Calígula iba a responderle cuando, con un sollozo de terror, Lépido logró articular unas palabras. -¡Piedad! Fui yo quien…
El emperador se volvió hacia el desdichado que los dos germanos sujetaban por las axilas para impedir que se viniera abajo.
– Ya lo sé, tú denunciaste a tu amigo y te lo agradezco. Me prestaste un gran servicio, Emilio. Has sido de gran ayuda a Roma. -Dejó transcurrir unos segundos para ver despuntar la esperanza en su rostro antes de proseguir con la burla-. No eres un conspirador, y me alegro por ti. Por ello, te exculpo de ese cargo. Has cometido, no obstante, un crimen de traición contra tu amigo aquí presente. Por eso vas a tener que responder.
Los germanos se llevaron a los dos prisioneros hacia los acantonamientos de la guardia pretoriana. Como si nada hubiera ocurrido, el emperador dirigió la palabra a los oficiales del Estado Mayor que, en posición de firmes, habían permanecido inmóviles desde el arresto de su comandante.
– Espero que vosotros no seáis todos unos traidores, pero ya veremos eso más tarde.

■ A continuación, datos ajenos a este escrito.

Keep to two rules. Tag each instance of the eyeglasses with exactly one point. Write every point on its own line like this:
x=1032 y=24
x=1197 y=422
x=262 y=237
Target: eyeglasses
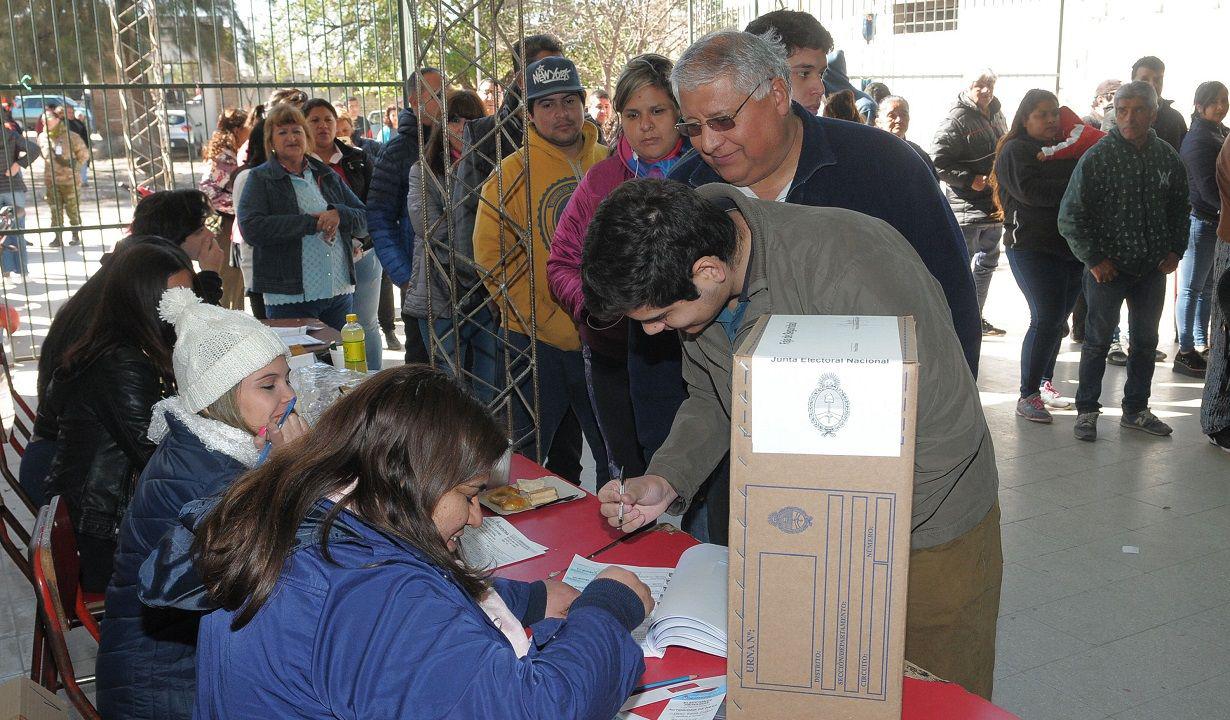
x=720 y=123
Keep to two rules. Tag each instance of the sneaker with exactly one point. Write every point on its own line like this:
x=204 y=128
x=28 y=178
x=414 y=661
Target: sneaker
x=1052 y=396
x=1086 y=426
x=990 y=330
x=1145 y=421
x=1032 y=409
x=1190 y=363
x=1117 y=357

Efectuó su entrada en el campamento disimulado por doce filas de pretorianos, a los que pronto ordenó apartarse. Resultaba evidente que los legionarios no estaban enterados de la conspiración. «¡Viva nuestro niño! -gritaban con entusiasmo-. ¡Viva nuestra Pequeña Bota!» Calígula mandó anular los castigos y distribuir vino para que los hombres se emborracharan a su salud.
En la vasta tienda de mando de Getúlico, la colación preparada para el emperador y su séquito seguía en las mesas. Cayo le hizo los honores antes de ordenar que le llevaran a Agripina y lo dejaran solo con ella.
La mujer entró y se detuvo ante él, más pálida que una muerta, pero con la cabeza erguida por el orgullo y el temor a perder la compostura. Sentado en el sillón del general, Calígula fingió concentrarse en la lectura de un informe. Su hermana no pudo contenerse ante el ultraje.
– ¡Basta, Cayo! -resopló-. ¡Ahórrate esta comedia, que no estamos en el teatro!
– Te equivocas -repuso él, levantando la vista-. Estamos en el tercer acto de tu obra. El protagonista descubre que su amante hermana quería mandarlo asesinar.
– ¿Es culpa mía que Lépido sea un cobarde? ¡Ah, si hubiera sido un hombre digno de ese nombre, no estarías aquí!
Al verla desafiarlo con la barbilla alta, Calígula admiró su valentía, muy a su pesar.
– ¿Qué crimen he cometido, pues, para que me condenes a muerte, oh cruel dramaturga?
Agripina ya no tenía nada que perder. Esta vez no toleraría sus sarcasmos.
– ¿Qué crimen? Eres un loco, un loco peligroso. Todas tus acciones lo demuestran. Eres peor que Tiberio, te tomas por todos los dioses juntos. Tus disfraces, tus bufonadas… ¡Eres grotesco, Cayo, grotesco! ¡Y cruel! Causaste la muerte de quienes te amaban… Gemelo, Macrón, Enia, Drusila…
Él se puso en pie con tanta brusquedad que el asiento cayó al suelo.
– ¿Que yo causé la muerte de Druisila?
– Sí. -Agripina le sostuvo la mirada-. La obligaste a hacer lo que ella no podía ni quería hacer. Por eso murió.